Bahwa Nabi saw, menyembahyangkan Najasyi (raja Habsyi) maka belia membaca takbir 4 kali.
Berkata Turmudzi : Hal ini menjandi amalan bagi kebanyakan ulama dari sahabat-sahabat Nabi saw dan lainnya. Menurut mereka takbir dalam shalat jenazah itu adalah sebanyak 4 kali. Ini juga merupakan pendapat Sufyan, Malik, Ahmad, Ibnu Mubarak, Syafi'i dan Ishak.
Soal mengangkat kedua tangan waktu takbir
Menurut Sunnah tidaklah diangkat kedua tangan pada shalat jenazah, kecuali waktu takbir pertama saja. Karena tidak di terima keterangan bahwa Nabi saw mengangkat tangannya waktu takbir-takbir shalat jenazah kecuali waktu takbir pertama saja.
Berkata Syaukani yakni setelah menyebutkan pertikaian dan membahas alasan masing-masing : Kesimpulannya, tak ada keterangan yang dapat dijadikan alasan dari Nabi saw mengenai soal mengangkat kedua tangan itu, kecuali pada takbir pertama. Adapun perbuatan dan ucapan para sahabat, tidaklah dapat dijadikan alasan. Maka selayaknyalah bila mengangkat tangan itu hanya pada takbir pertama, karena pada waktu yang lain tidaklah disyari'atkan, kecuali di saat perpindahan dari satu rukun kepada rukun yang lain, sebagai halnya pada shalat-shalat biasa.
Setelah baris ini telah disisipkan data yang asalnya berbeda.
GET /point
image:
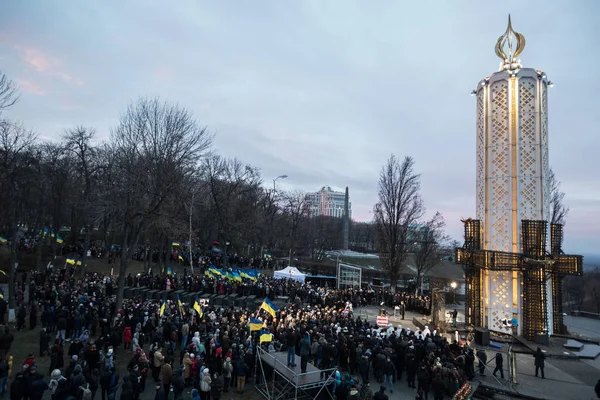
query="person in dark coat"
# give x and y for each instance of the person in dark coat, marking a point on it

Sedangkan pada shalat jenazah ini tidak ada perpindahan itu.
Membaca al-Fatihah dan Shalawat Nabi secara sir (bisik-bisik)
Berdasarkan apa yang diriwayatkan oleh Syafi'i dalam musnadnya dari Abu Umamah bin Shal, bahwa salah seorang laki-laki sahabat Nabi saw menyampaikan kepadanya :
Bahwa menurut sunnah dalam shalat jenazah itu hendaknya Imam membaca takbir, kemudian setelah takbir pertama itu hendaklah ia membaca al-Fatihah secara bisik-bisik lalu membaca shalawat Nabi saw dan setelah itu pada takbir-takbir berikutnya hendaklah ia membacakan do'a bagi jenazah tanpa membaca apa-apa lagi kemudian memberi salam dengan berbisik-bisik.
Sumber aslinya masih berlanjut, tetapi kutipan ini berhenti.